Se è noto il fatto che la Germania ha un enorme surplus commerciale, forse lo è meno il fatto che la gran parte di questo avanzo commerciale deriva da scambi con la Gran Bretagna e gli Stati Uniti. E la Germania importa molto dall’Italia, senza dimenticare che molte imprese delle nostre regioni settentrionali sono inserite nella filiera produttiva di quelle tedesche che esportano. Di conseguenza, anche se venisse colpito solo l’export tedesco ne risentirebbe anche quello italiano. Questo è un momento in cui occorre quindi grande intelligenza comune. 



Si scorge preoccupazione nella sua analisi…

In effetti, vedo che stiamo purtroppo ripercorrendo la storia degli anni Trenta. Cominciano a esserci troppe similitudini, fino a ieri legate esclusivamente all’austerità. Come Italia rischiamo veramente grosso, perché stiamo faticosamente a galla proprio in virtù di una crescita buona, anche se non brillante, delle esportazioni. Stiamo peggio di quasi 20 anni, l’anno prossimo celebriamo dieci anni di crisi, basta un non nulla perché ritorni il tormento dello spread, senza dimenticare che è iniziato l’ultimo anno di mandato di Draghi alla guida della Bce. In pratica dobbiamo lottare non tanto per crescere, ma per non essere commissariati.



Vista la situazione, se l’Europa non vuole darsi la zappa sui piedi, non le converrebbe togliere le sanzioni alla Russia?

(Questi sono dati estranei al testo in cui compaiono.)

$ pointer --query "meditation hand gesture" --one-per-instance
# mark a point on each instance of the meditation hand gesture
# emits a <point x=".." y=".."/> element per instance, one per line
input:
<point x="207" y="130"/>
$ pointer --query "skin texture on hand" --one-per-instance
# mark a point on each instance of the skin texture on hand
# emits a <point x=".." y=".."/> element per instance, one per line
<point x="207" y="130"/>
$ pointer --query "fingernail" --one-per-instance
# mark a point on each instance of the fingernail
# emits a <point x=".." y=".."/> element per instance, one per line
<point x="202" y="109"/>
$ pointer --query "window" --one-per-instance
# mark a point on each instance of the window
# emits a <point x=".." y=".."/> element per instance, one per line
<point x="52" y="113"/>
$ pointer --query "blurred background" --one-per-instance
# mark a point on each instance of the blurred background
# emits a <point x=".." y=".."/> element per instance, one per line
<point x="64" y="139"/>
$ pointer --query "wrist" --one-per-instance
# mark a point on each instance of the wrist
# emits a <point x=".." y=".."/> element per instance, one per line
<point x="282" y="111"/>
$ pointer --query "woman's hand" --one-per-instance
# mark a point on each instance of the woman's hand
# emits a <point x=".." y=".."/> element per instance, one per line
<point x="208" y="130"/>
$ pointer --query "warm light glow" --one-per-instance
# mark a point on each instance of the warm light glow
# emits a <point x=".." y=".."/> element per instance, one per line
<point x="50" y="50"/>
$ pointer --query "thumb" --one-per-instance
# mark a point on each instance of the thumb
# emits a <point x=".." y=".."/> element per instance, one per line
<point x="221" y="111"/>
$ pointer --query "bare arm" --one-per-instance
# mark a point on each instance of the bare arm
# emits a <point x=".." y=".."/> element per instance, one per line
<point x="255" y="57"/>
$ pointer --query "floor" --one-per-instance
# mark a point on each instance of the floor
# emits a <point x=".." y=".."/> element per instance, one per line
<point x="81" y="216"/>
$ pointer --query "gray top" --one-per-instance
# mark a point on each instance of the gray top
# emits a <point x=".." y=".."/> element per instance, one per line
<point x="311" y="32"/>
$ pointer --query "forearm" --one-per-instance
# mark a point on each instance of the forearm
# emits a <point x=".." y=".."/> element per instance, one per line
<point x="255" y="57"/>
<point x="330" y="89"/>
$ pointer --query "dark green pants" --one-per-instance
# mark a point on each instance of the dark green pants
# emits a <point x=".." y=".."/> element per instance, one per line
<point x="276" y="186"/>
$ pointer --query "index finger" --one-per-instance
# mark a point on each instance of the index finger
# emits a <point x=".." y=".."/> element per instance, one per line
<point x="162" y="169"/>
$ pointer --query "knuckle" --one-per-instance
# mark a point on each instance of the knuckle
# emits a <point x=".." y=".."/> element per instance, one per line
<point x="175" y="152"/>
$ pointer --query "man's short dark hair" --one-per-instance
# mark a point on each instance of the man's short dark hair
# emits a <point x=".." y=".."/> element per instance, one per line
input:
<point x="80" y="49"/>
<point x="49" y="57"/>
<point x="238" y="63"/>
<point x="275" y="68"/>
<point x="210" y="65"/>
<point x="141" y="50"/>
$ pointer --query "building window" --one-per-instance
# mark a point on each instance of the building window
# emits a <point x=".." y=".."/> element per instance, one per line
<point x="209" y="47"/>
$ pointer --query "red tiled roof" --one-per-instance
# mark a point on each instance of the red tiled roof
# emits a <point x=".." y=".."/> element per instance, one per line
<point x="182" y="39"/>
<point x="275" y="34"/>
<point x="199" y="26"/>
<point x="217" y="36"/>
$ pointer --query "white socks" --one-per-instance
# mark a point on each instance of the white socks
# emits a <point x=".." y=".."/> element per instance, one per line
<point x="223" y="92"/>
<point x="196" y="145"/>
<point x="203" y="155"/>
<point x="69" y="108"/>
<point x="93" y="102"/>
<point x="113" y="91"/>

Si può anche immaginare di farlo, ma solo una volta che si sia ristabilito un clima di reciproca comprensione. Per quello che si riesce a percepire, non sembra che sia ancora un atteggiamento genuinamente amichevole quello della Russia nei confronti dell’Ue. Di fatto è come se non volesse riconoscere l’Ue. 

E perché?

Volendo riconquistare un ruolo mondiale, per Mosca è meglio avere a che fare con i singoli paesi membri piuttosto che con un’Europa più o meno unita. C’è poi da dire che Putin ha capito benissimo l’Europa, ma sono convinto che la classe dirigente europea non abbia capito cos’è la Russia, salvo farne un demone o un santo. C’è davvero uno spirito russo, quindi disconoscerlo sarebbe un errore gravissimo. Se la classe politica europea non capisce come si tratta con la Russia, rischiamo anche noi di fare dei passi falsi.

Come possiamo allora cercare di evitare il peggio?

Per fortuna il mondo non è tutto così, non abbiamo ancora un protezionismo globale e i mercati asiatici continuano a essere molto aperti. Quindi, se fossimo un Paese un po’ più veloce, un po’ meno lumaca, ci muoveremmo in questa direzione, perché sull’enorme mercato asiatico abbiamo avuto dei successi troppo limitati. Il cerino, per così dire, è in mano al mondo delle imprese, che ha tra l’altro ricevuto tanto negli ultimi anni: sgravi, incentivi al lavoro, bassi salari. Purtroppo c’è un certo clima di rassegnazione in giro. Occorre vincerlo per non vedersi sopraffatti.